Commissioning - Health Committee Contents


Written evidence from Baxter Healthcare Ltd (COM 44)

1.  BACKGROUND

  1.1  Baxter Healthcare Ltd has been providing products and services to the NHS for over 50 years and we have therefore been engaged alongside the NHS during its evolution over those years. We have a strong track-record of providing healthcare solutions for long-term conditions; be it providing life saving and sustaining products, or understanding the patient pathway that allows a patient to seamlessly travel between hospital and the home to get the right therapy, at the right time.

  1.2  We are one of the few companies that support the NHS to deliver a range of specialist services/therapies. As such, we have drug and service experience in home dialysis, haemophilia, immunoglobulin therapy and provide tailored drug solutions—be it for parental nutrition or chemotherapy, for individual patients throughout hospitals in the UK. We are therefore well placed to view objectively the strengths and weaknesses of the current and proposed specialised commissioning arrangements and welcome the opportunity to be able to respond to this Inquiry. We have grouped our responses around the key headers indicated by the HSC and our responses refer specifically to specialist commissioning:

2.  CLINICAL ENGAGEMENT IN COMMISSIONING

  2.1  Because of the nature of rare diseases, clinicians are generally well engaged in defining patient pathways—however at times, these pathways are then reviewed and commissioned in a fragmented manner—which affects continuity of care and leads to a disjointed approach to care pathways.

  2.2  Where some specialist therapies have defined patient pathways, it is important that there is a level of commissioning consistency across the country. Commissioning for specialist services, which are often complex, can lead to variability of access to care across the country. An example would be parental nutrition, where the 10 regions in England are proceeding with the implementation of the service revision in different steps and prioritising different parts of the pathway, which can lead to a fragmented service. Clinicians with specialist knowledge need to work together to educate commissioners and implement frameworks that represent a consistent approach across the regions.

3.  ACCOUNTABILITY FOR COMMISSIONING

  3.1  The NHS Commissioning Board, as defined in the White Paper, will have responsibility for specialist commissioning at national level. We would endorse this proposal as it safeguards specialist therapies in both the short and medium term, particularly during what may become a chaotic period of transition and change within the NHS over the coming year(s).

  3.2  We would caution against any immediate review of the current definition set. The set was recently reviewed and again, with so much change planned within the NHS, it is critical that specialist services are maintained and not subjected to huge upheaval, particularly when commissioning of some of these services is already patchy and funding streams often uncertain.

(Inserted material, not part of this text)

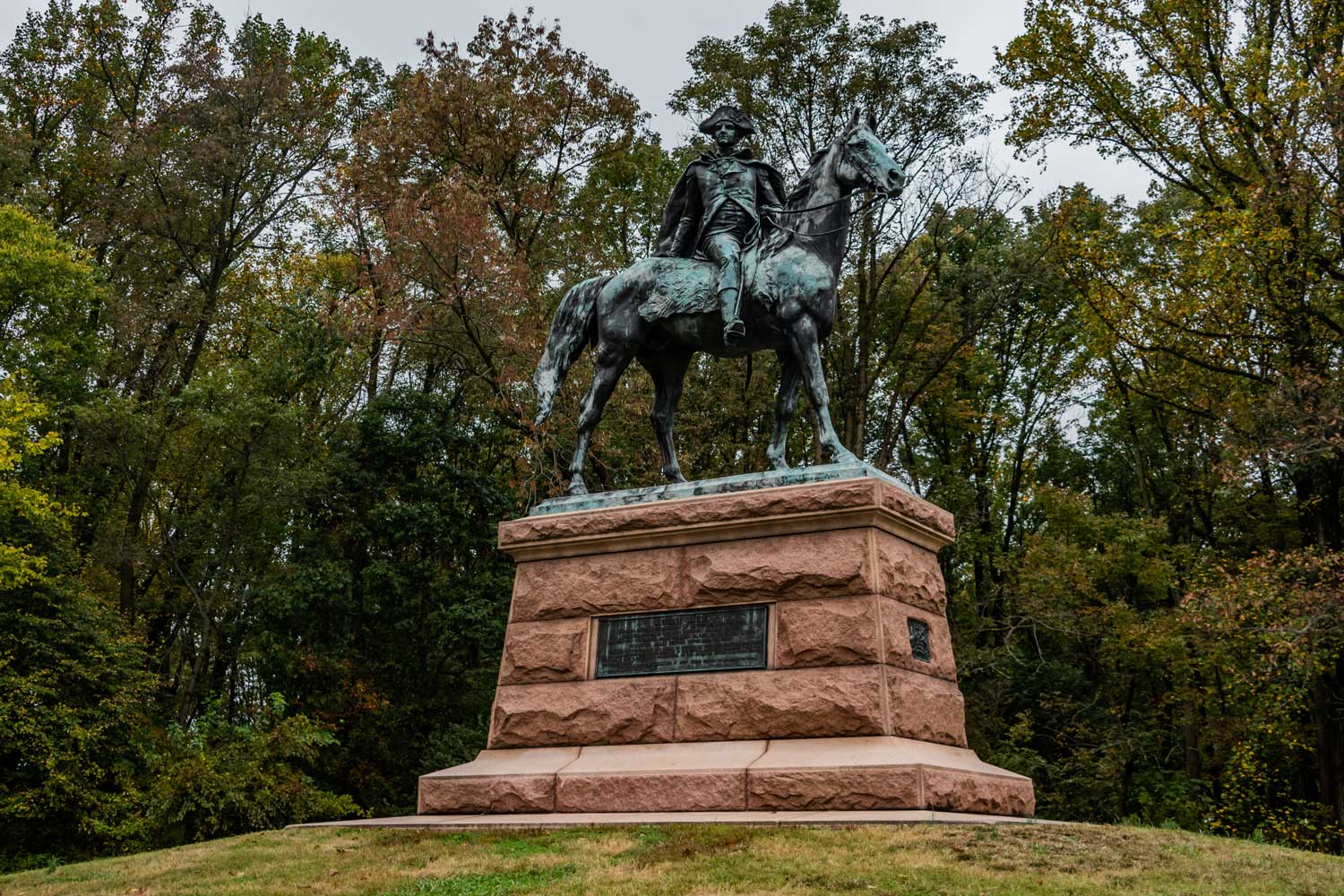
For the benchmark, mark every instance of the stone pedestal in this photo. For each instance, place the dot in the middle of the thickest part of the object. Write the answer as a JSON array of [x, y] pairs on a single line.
[[852, 711]]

  3.3  Consistency of approach in commissioning is critical. Skill sets and understanding of complex patient pathways for specialist therapies is currently variable. It will be important that the National Commissioning Board sets a level of quality and consistency for applying the pathways around the specialist definition set. This may mean that some sort of regional implementing structure is required to ensure this level of consistency.

4.  QUALITY

  4.1  NHS Commissioning Board should use NHS levers—such as CQUIN and PROMs to ensure that quality care is delivered. For some specialist areas, such as haemophilia and dialysis, stretching national quality standards could be set to drive up quality—which would reduce regional inequalities to access to care.

5.  FUNDING

  5.1  The NHS Commissioning Board will need to be given appropriate funding to support commissioning of high quality specialised services and therefore it is essential that accurate budgets are established for these complex therapies.

6.  PROCUREMENT

  6.1  Procurement of services is a critical element of effective commissioning. Procurement processes must recognise the meaningful differences between the products, technologies and services that support patient choice. In addition they must also protect long-term investment in clinical research, innovation and product development programmes that are required to support future generations of rare disease patients.

7.  PATIENTS

  7.1  "Specialist commissioning" by its nature presents a complicated model to patients who don't understand how their therapies are commissioned or funded. One of the central themes in the White Paper is `no decision for me, without me'—this must be a key factor when commissioning effective services. Patients should be able to input into decisions about their care, and should have a point of recourse if they have not been included in the decision about their care pathway.

8.  TECHNOLOGY ASSESSMENT

  8.1  Assessing the "value" of products/technologies and services that support rare diseases is clearly difficult. The creation of an ethical framework through AGNSS has been welcomed as a progressive step forward. AGNSS is a new body that needs time to test the effectiveness of the framework over a period of time—we would hope therefore that this body is not restructured or changed and is allowed to continue in its current form.